Self-describing himself as "the most famous musician you never heard of," Andy Cahan has quite a history. Producing and playing with many artists such as Ringo Starr, Harry Nilsson, The Turtles, and The Monkees, he has grown up in the age of rock 'n roll, and watched as the genre meant something else each decade. He has recently compiled a compilation of some of his best material throughout his thirty year career. Divided in decades, this CD contains twenty five tracks total.

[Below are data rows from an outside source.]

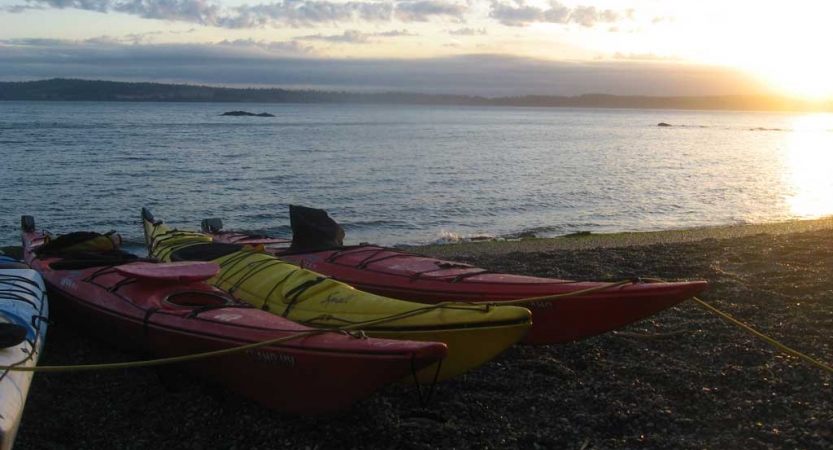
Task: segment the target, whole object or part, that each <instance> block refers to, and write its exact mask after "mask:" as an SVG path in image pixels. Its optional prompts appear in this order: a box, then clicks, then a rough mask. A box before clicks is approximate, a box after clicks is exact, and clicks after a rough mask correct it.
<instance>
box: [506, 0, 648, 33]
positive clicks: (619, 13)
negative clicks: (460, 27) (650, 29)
mask: <svg viewBox="0 0 833 450" xmlns="http://www.w3.org/2000/svg"><path fill="white" fill-rule="evenodd" d="M632 14H633V11H632V10H626V11H623V12H618V11H613V10H610V9H605V10H598V9H596V7H594V6H576V7H575V8H572V9H571V8H568V7H566V6H564V5H562V4H561V3H559V2H557V1H555V0H551V1H550V7H549V8H547V9H544V8H539V7H537V6H529V5H527V4H526V3H525V2H524V0H514V1H513V2H510V3H503V2H501V1H499V0H494V1H493V2H492V5H491V13H490V16H491V17H492V18H493V19H496V20H497V21H498V22H500V23H502V24H504V25H506V26H510V27H523V26H526V25H530V24H533V23H559V24H568V23H577V24H579V25H581V26H583V27H592V26H594V25H596V24H597V23H615V22H619V21H621V20H624V19H626V18H631V16H632Z"/></svg>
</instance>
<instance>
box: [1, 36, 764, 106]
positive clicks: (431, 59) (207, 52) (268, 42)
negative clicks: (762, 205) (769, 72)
mask: <svg viewBox="0 0 833 450" xmlns="http://www.w3.org/2000/svg"><path fill="white" fill-rule="evenodd" d="M52 77H67V78H86V79H109V80H121V81H158V82H177V83H191V84H206V85H223V86H263V87H266V86H273V87H274V86H279V87H284V88H316V89H334V90H336V89H337V90H349V91H407V92H423V93H450V94H470V95H484V96H510V95H579V94H584V93H602V94H618V95H661V96H669V95H681V96H682V95H728V94H750V93H760V92H762V88H760V85H759V84H756V82H754V81H753V80H751V79H750V78H748V76H746V75H744V74H743V73H741V72H738V71H735V70H731V69H727V68H720V67H702V66H693V65H686V64H682V63H669V62H663V61H611V60H607V61H595V62H588V63H581V64H579V63H567V62H557V61H546V60H540V59H530V58H519V57H512V56H506V55H465V56H454V57H443V58H426V59H395V58H391V59H337V58H322V57H317V56H316V55H315V53H314V52H313V51H312V48H311V47H310V46H308V45H306V44H304V42H299V41H290V42H284V41H277V42H266V41H254V40H237V41H223V42H220V43H210V44H179V45H162V44H154V45H148V44H139V45H133V44H129V45H128V44H119V43H115V42H109V43H101V42H95V43H93V42H83V41H60V40H43V39H40V40H0V80H24V79H43V78H52Z"/></svg>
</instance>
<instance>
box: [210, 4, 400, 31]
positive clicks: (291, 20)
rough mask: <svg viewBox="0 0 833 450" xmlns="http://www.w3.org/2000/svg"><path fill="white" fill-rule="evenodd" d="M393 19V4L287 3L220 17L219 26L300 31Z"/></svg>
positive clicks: (262, 6) (240, 12)
mask: <svg viewBox="0 0 833 450" xmlns="http://www.w3.org/2000/svg"><path fill="white" fill-rule="evenodd" d="M392 15H393V5H392V4H390V3H375V2H347V3H333V2H328V1H313V0H284V1H283V2H276V3H264V4H259V5H254V6H249V5H244V6H240V7H236V8H233V9H232V10H231V11H230V12H229V13H227V14H226V15H224V16H222V17H219V18H218V19H217V23H216V24H217V25H218V26H222V27H226V28H256V27H262V26H265V25H270V24H271V25H275V24H280V23H285V24H288V25H291V26H295V27H300V26H309V25H312V24H316V23H338V22H352V21H356V20H364V21H368V22H378V21H389V20H390V19H391V17H392Z"/></svg>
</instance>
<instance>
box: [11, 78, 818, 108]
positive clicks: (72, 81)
mask: <svg viewBox="0 0 833 450" xmlns="http://www.w3.org/2000/svg"><path fill="white" fill-rule="evenodd" d="M4 100H5V101H100V102H183V103H322V104H341V103H349V104H402V105H447V106H512V107H547V108H627V109H660V110H663V109H672V110H712V111H772V112H833V101H825V102H812V101H807V100H799V99H793V98H787V97H778V96H765V95H726V96H698V97H650V96H619V95H608V94H583V95H578V96H572V97H565V96H549V95H523V96H511V97H493V98H492V97H482V96H470V95H453V94H420V93H411V92H376V93H360V92H347V91H320V90H287V89H279V88H248V89H242V88H226V87H212V86H197V85H182V84H163V83H127V82H116V81H103V80H79V79H61V78H55V79H50V80H40V81H22V82H0V101H4Z"/></svg>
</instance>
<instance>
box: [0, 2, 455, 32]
mask: <svg viewBox="0 0 833 450" xmlns="http://www.w3.org/2000/svg"><path fill="white" fill-rule="evenodd" d="M26 1H27V3H28V4H27V5H15V6H9V7H6V8H4V9H5V10H6V11H10V12H18V13H20V12H24V11H26V10H28V9H43V8H56V9H82V10H87V11H97V12H101V13H110V12H116V13H124V14H130V15H133V16H138V17H142V18H145V19H160V20H171V21H179V22H188V23H196V24H201V25H207V26H216V27H223V28H261V27H265V26H276V27H277V26H281V25H289V26H293V27H301V26H310V25H314V24H319V23H341V22H355V21H366V22H389V21H391V20H393V19H394V18H395V19H398V20H400V21H402V22H427V21H430V20H433V19H435V18H448V19H451V20H453V21H456V22H462V21H464V19H463V16H464V14H465V13H466V12H467V11H468V6H466V5H461V4H455V3H447V2H445V1H441V0H421V1H404V2H399V3H393V2H384V1H382V2H380V1H372V0H367V1H349V2H344V3H341V2H331V1H327V0H281V1H276V2H270V3H259V4H253V5H249V4H244V5H242V6H236V7H231V8H223V7H221V6H220V5H219V4H216V3H211V2H209V1H208V0H26Z"/></svg>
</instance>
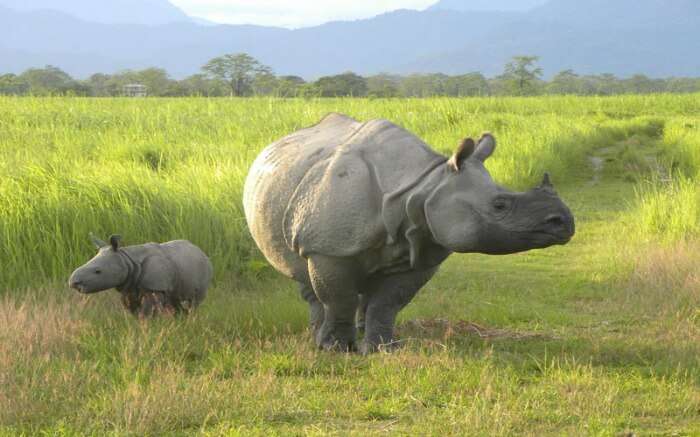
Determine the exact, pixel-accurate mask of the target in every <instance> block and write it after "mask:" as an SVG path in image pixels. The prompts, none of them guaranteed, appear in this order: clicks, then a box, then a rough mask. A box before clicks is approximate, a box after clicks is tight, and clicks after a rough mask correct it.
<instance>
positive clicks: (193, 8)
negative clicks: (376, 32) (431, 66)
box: [171, 0, 436, 29]
mask: <svg viewBox="0 0 700 437" xmlns="http://www.w3.org/2000/svg"><path fill="white" fill-rule="evenodd" d="M171 3H173V4H175V5H176V6H178V7H179V8H181V9H182V10H184V11H185V12H187V14H189V15H192V16H195V17H200V18H205V19H208V20H211V21H214V22H217V23H229V24H258V25H265V26H279V27H287V28H292V29H293V28H299V27H307V26H314V25H317V24H321V23H325V22H328V21H334V20H354V19H360V18H368V17H373V16H375V15H378V14H381V13H383V12H389V11H393V10H396V9H425V8H426V7H428V6H430V5H431V4H433V3H436V0H171Z"/></svg>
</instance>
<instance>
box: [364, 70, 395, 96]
mask: <svg viewBox="0 0 700 437" xmlns="http://www.w3.org/2000/svg"><path fill="white" fill-rule="evenodd" d="M400 81H401V78H400V77H398V76H392V75H389V74H386V73H382V74H377V75H375V76H370V77H368V78H367V93H368V94H369V95H370V96H372V97H382V98H389V97H397V96H398V95H399V82H400Z"/></svg>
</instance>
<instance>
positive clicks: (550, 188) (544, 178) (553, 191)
mask: <svg viewBox="0 0 700 437" xmlns="http://www.w3.org/2000/svg"><path fill="white" fill-rule="evenodd" d="M539 188H540V189H541V190H544V191H547V192H550V193H553V192H554V185H552V182H551V181H550V179H549V173H547V172H545V174H544V178H542V183H541V184H540V186H539Z"/></svg>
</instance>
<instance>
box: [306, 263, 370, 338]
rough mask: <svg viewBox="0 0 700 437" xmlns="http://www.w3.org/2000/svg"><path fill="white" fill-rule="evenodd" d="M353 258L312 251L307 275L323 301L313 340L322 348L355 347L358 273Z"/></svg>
mask: <svg viewBox="0 0 700 437" xmlns="http://www.w3.org/2000/svg"><path fill="white" fill-rule="evenodd" d="M358 273H359V271H358V269H357V266H356V264H355V262H354V261H352V260H347V259H343V258H335V257H327V256H321V255H313V256H312V257H311V258H310V259H309V277H310V279H311V284H312V286H313V289H314V291H315V293H316V297H317V298H318V300H319V301H320V302H321V303H322V304H323V314H324V319H323V323H322V324H321V327H320V329H319V330H318V332H317V333H316V344H317V345H318V347H319V348H321V349H325V350H339V351H344V352H350V351H354V350H355V348H356V347H355V346H356V345H355V341H356V335H357V334H356V332H357V330H356V328H355V315H356V312H357V307H358V303H359V297H358V290H359V287H358V278H360V277H361V275H360V274H358Z"/></svg>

The first three tracks are the only tracks I could get into on this CD. "My Little Angel" is soft and pure pop, full of hooks that will drag you in and get you listening and listening again. The first time I heard this track, however, I really didn't like it. But for some reason I felt the urge to listen to it again one day, and from then on I kept listening to it. A very soft, relaxing song that deserves some attention. "Late Bloomer" has a bouncy feeling to it. It sounds like American pop in the 80's trying to duplicate a Jamaican sound using their own style. For some reason it works with Andy Cahan. I find myself enjoying this track, for some weird reason. Very poppy and bouncy, you'll find yourself listening to this one and getting your body into the music. "Itchie Lover" is another bouncy pop number, this time in a late 80's style. A little nostalgic feeling accompanies it, but it's too bouncy and hook filled to pass on. "Karen" starts the downward spiral for this album. It's dull and boring, and starts a chain reaction with the rest of the material. The other twenty two songs on this album either sound heavily out dated (and they are), or they are dull and boring, with nothing memorable happening during the song.

Andy Cahan is a master producer, there is no question about that. Also known as the "Demo Doctor," I'm sure he's done a lot of good for a lot of musicians. But for himself, he fails at keeping his producing and musician skills separated. He tries to intertwine the two, and it comes out a failed attempt. My recommendation is that he should stay behind the system and help shape bands for the future, rather than trying to prove something with his own music. I'll give this album a D+. The first three tracks are really nice, poppy, and full of hooks, but after that everything just goes down hill.